No discussion of C switch statements is complete without a reference to Duff's device: https://en.wikipedia.org/wiki/Duffs_device


You had me at: "interlacing the structures of a switch and a loop"


Not really a brain teaser: the only case being the default, and the rest simply being labels, makes for a very straightforward program.


Right, the point being that you can compile an "almost correct"-looking switch statement with labels instead of actual case statements.


Don't you need to say "case" before every case statement?


Precisely the issue, very easy to miss, still compiles, looks normal.


    $ echo $CFLAGS
    -Werror -Wall -Wextra -Wold-style-definition -Wmissing-declarations -Wredundant-decls -Wmissing-noreturn -Wshadow -Wpointer-arith -Wcast-align -Wwrite-strings -Winline -Wformat-nonliteral -Wformat-security -Wswitch-enum -Wswitch-default -Winit-self -Wmissing-include-dirs -Wundef -Waggregate-return -Wmissing-format-attribute -Wnested-externs -std=c11 -pedantic


Nice safer CFLAGS :-) But yeah, that's why this is a "brain teaser" rather than a "compiler teaser." It's not that it _can't_ be caught with a compiler, just that it's easy to miss and acceptable to compilers with default flags.


Is this supposed to reveal something insightful about switch statements in C?


That you can compile with with labels instead of _any_ actual case statements :-) although your source, at a cursory glance, looks like it has valid cases defined.

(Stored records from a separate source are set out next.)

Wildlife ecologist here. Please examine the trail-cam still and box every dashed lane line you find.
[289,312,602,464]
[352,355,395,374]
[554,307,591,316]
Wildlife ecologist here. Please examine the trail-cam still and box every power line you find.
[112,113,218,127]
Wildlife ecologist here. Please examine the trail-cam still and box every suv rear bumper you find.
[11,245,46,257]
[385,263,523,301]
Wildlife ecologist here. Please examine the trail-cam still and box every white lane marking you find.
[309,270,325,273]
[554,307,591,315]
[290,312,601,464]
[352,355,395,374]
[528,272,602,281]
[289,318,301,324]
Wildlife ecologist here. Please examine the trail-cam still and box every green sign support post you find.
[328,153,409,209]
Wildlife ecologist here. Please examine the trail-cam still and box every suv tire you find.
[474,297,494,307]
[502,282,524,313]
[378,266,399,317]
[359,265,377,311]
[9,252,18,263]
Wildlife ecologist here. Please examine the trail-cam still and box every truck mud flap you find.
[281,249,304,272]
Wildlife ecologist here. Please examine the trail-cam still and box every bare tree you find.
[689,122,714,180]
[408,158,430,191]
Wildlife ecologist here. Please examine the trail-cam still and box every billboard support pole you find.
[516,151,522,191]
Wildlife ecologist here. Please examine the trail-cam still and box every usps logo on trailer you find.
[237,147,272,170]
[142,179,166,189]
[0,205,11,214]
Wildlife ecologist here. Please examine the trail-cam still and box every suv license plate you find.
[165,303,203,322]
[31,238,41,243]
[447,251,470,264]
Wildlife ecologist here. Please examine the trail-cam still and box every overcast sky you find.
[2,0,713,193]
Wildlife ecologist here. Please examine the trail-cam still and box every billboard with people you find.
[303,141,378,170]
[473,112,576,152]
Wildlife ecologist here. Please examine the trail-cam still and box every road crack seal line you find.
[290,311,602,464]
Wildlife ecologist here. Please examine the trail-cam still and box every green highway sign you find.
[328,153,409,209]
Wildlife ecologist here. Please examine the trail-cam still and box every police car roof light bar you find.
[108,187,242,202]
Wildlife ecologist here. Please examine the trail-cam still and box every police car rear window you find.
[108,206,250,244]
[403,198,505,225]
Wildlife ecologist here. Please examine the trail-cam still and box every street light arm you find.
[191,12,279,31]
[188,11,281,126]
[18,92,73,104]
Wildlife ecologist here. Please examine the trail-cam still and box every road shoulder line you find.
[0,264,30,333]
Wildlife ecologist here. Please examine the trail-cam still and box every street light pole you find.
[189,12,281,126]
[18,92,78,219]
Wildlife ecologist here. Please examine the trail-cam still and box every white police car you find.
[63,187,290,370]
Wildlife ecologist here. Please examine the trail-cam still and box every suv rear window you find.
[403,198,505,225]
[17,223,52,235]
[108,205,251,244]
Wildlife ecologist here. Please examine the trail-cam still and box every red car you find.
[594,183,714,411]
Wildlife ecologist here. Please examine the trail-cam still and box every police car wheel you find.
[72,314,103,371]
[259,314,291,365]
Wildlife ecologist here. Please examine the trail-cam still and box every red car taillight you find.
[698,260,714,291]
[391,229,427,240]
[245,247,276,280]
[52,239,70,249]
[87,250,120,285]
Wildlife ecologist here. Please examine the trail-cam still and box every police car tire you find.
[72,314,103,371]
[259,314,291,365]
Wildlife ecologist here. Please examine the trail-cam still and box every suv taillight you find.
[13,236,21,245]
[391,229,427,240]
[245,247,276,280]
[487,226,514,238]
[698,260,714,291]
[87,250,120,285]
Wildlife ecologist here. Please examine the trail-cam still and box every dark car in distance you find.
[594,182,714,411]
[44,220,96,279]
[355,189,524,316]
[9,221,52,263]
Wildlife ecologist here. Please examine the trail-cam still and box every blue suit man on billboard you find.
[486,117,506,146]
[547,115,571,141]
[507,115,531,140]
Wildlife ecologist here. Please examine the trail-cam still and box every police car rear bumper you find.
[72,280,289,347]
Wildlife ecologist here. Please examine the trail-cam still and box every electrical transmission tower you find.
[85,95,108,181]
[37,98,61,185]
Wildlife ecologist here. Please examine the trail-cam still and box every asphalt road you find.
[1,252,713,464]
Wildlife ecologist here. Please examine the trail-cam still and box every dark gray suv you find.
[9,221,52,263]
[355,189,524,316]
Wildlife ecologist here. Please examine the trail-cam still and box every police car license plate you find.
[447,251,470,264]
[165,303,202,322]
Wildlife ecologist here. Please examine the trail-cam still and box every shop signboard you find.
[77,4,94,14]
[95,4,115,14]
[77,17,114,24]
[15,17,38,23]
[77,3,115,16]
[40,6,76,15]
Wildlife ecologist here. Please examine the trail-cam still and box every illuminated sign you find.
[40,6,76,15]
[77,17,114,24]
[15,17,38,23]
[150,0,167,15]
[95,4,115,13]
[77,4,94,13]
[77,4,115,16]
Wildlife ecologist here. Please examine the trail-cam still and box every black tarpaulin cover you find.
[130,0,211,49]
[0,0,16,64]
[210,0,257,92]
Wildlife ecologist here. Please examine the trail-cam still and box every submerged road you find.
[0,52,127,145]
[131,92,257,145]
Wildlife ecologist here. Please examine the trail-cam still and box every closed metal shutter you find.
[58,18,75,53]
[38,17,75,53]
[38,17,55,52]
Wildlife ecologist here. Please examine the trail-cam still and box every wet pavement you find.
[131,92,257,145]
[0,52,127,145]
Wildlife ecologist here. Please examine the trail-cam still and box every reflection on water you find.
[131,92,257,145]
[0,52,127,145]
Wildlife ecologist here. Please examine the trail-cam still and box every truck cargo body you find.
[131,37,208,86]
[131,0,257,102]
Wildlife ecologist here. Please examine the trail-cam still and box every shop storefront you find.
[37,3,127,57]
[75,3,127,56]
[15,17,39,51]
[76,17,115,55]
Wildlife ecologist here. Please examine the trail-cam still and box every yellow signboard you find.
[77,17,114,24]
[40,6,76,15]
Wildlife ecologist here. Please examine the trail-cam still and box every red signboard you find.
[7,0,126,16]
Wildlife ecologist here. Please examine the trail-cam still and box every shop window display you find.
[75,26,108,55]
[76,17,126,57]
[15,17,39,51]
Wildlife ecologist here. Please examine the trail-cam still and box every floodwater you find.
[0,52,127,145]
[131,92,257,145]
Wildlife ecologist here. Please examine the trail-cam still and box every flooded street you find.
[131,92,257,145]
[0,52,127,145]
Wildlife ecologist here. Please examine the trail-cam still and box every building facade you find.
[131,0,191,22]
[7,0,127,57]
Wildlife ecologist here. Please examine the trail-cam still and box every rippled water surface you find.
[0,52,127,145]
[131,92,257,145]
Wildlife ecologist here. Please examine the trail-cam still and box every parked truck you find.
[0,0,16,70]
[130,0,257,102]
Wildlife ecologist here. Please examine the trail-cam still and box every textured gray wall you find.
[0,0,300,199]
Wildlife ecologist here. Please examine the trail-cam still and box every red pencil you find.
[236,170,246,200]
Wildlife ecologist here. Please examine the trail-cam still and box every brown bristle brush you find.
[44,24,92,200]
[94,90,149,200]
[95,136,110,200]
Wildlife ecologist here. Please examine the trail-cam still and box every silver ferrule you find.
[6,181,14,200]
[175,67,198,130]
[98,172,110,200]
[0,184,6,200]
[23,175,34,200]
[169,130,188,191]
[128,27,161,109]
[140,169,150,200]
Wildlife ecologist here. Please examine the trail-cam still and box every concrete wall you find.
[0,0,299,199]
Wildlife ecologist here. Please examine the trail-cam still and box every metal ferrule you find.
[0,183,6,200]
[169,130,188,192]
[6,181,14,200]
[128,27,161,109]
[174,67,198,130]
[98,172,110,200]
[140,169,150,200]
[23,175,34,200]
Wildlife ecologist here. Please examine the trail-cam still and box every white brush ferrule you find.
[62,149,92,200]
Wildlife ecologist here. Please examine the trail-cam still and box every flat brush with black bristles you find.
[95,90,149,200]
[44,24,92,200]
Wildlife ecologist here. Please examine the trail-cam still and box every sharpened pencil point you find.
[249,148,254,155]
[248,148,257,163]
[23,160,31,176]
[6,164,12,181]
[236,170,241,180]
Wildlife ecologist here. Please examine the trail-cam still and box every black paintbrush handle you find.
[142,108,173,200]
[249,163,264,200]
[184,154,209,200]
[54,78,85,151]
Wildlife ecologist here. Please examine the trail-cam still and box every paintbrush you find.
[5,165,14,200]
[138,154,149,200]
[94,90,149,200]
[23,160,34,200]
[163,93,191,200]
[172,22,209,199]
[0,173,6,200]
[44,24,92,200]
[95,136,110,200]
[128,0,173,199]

This is why you compile with -Wall and -Werror...


Maybe if you've never written C before...


How obvious!

And yet I missed it :(


-Wswitch-enum


-Werror=switch-enum -Werror=unused-label

(but you get the point :D)


that's why it's a "Brain teaser" and not a "compiler teaser."

If you were inspecting code without a compiler it's easier to miss.

The standard '-Wall -Werror' catches it (arguably, it'd be nice if everyone _at least_ did -Wall by default).